Most bearded dragons will take long naps (generally,if they are  over a yr) in the fall.. this is called Brumation.  is a form of hibernation.  You can read more about that at  http://www.bio.miami.edu/ktosney/file/BDbrumate.html



---------- FOLLOW-UP ----------

QUESTION: Hello

Thank you so much for your immediate response. Your information was very beneficial. I am going to the store to purchase a tank tomorrow since that seems to be the most convenient method. I am choosing either a 120 gallon which is wider and shorter or the 125 gallon which is longer and narrower. So I am leaving the choice up to you, lol. Which would be best for the two with the divider or without? Thank you for your time.


Derek

ANSWER: Hi Derek,
It really depends on what the actual size is as different companies make their tanks in slightly different sizes..example..one company the 120 gallon is 49 long, 25 wide and 26 high....and their 125 gallon is 73 long, 19 wide and 24 high....
where another company  may be an inch shorter,  and inch wider, etc..
With the size I mentioned above, the 120 gallon would only give the very bare size on length per dragon(if tank was divided).... the 125 gallon, although not as wide, would give good length which makes it much easier to allow setting up all the proper gradient temperatures the dragons need.  Personally, I would go with two separate tanks as that way if there are any problems with the two of them,(fighting, even between a divider) you can easily move one tank to a different area.  You will be using two "setups" for lights, etc as it is...so think of it as a way to plan for any future problems. If your beardies decide to hate each other they will stress each other greatly even through a divider. I've learned its better to be safe than sorry...and its easier to do it the right way the first time..not to mention less expensive!! You may want to go to www.freecycle.org and look for a group in your area.  Many people have found cages, tanks, etc from other people for free.  The freecycle is for keeping things out of landfills.
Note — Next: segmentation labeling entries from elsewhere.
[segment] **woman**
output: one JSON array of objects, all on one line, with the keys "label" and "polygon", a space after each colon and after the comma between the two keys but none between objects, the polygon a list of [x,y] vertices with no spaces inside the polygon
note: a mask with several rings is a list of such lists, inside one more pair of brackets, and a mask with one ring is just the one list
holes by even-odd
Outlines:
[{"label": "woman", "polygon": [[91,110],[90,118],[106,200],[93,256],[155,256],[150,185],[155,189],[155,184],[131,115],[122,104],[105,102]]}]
---------- FOLLOW-UP ----------

QUESTION: Hello

I wound up buying a 90 gallon tank in the end. I will keep the two juveniles in there unless I see any signs of aggression. I have the mercury vapor bulb. Is this enough for this size tank or should I get another mercury bulb as well, just smaller watts? Should there be two basing spots in this tank with two bulbs?  Thank you again!


Derek

Answer
For right now you should only need the one MV bulb bu please be sure to read the info on lighting in my first reply to you. There is important information there about the MV bulb you are using.
With the beardies being young, they should get along fine for a bit, but as you say, watch for any problems at all.  Those signs may not be in the form of aggression, but may be things like one getting the basking spots best place, one eating first and other little signs as that.  They are all signs of the one being alpha over the other.